CalTech engineers develop bird-herding drone

By Patrick C. Miller | August 14, 2018

Engineers at CalTech have taught a drone how to herd a flock of birds out of airport airspace to reduce the chances of bird strikes on manned aircraft.

Researchers at the university’s Center for Autonomous Systems and Technologies in Pasadena, California, developed a control algorithm that manages the flock as a single, contained entity—keeping the birds together while shifting their direction of travel. Piloted drones proved too unreliable for the task. The algorithm is presented in a study in IEEE Transactions on Robotics.

The project was inspired by the 2009 "Miracle on the Hudson," when US Airways Flight 1549 struck a flock of geese shortly after takeoff. Pilots Chesley Sullenberger and Jeffrey Skiles were forced to land in the Hudson River off Manhattan in New York.
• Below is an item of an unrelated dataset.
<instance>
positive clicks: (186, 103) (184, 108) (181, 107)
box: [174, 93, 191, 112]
"The passengers on Flight 1549 were only saved because the pilots were so skilled," says Soon-Jo Chung, an associate professor of aerospace and the principal investigator of the project. "It made me think that next time might not have such a happy ending. So I started looking into ways to protect airspace from birds by leveraging my research areas in autonomy and robotics."

Current strategies for controlling airspace include modifying the surrounding environment to make it less attractive to birds, using trained falcons to scare off flocks or deploying a drone to scare the birds. Chung said these strategies can be costly or—in the case of the piloted drone—unreliable.

"When herding birds away from an airspace, you have to be very careful in how you position your drone,” he said. “If it's too far away, it won't move the flock. And if it gets too close, you risk scattering the flock and making it completely uncontrollable. That's difficult to do with a piloted drone."

Bird herding by drone relies on the ability to manage the flock by keeping it together while shifting its direction of travel. Each bird in a flock reacts to changes in the behavior of the birds nearest to it until the entire flock changes course. If the external threat gets too zealous and rushes at the flock, the birds will panic and act individually, not collectively.

"We carefully studied flock dynamics and interaction between flocks and pursuers to develop a mathematically sound herding algorithm that ensures safe relocation of flocks using autonomous drones," says Kyunam Kim, postdoctoral scholar in aerospace at Caltech and a co-author of the IEEE paper.

The team tested the algorithm on a flock of birds near a field in Korea and found that a single drone could keep a flock of dozens of birds out of a designated airspace. The effectiveness of the algorithm is only limited by the number and size of the incoming birds, Chung said, adding that the team plans to explore ways to scale the project up for multiple drones dealing with multiple flocks.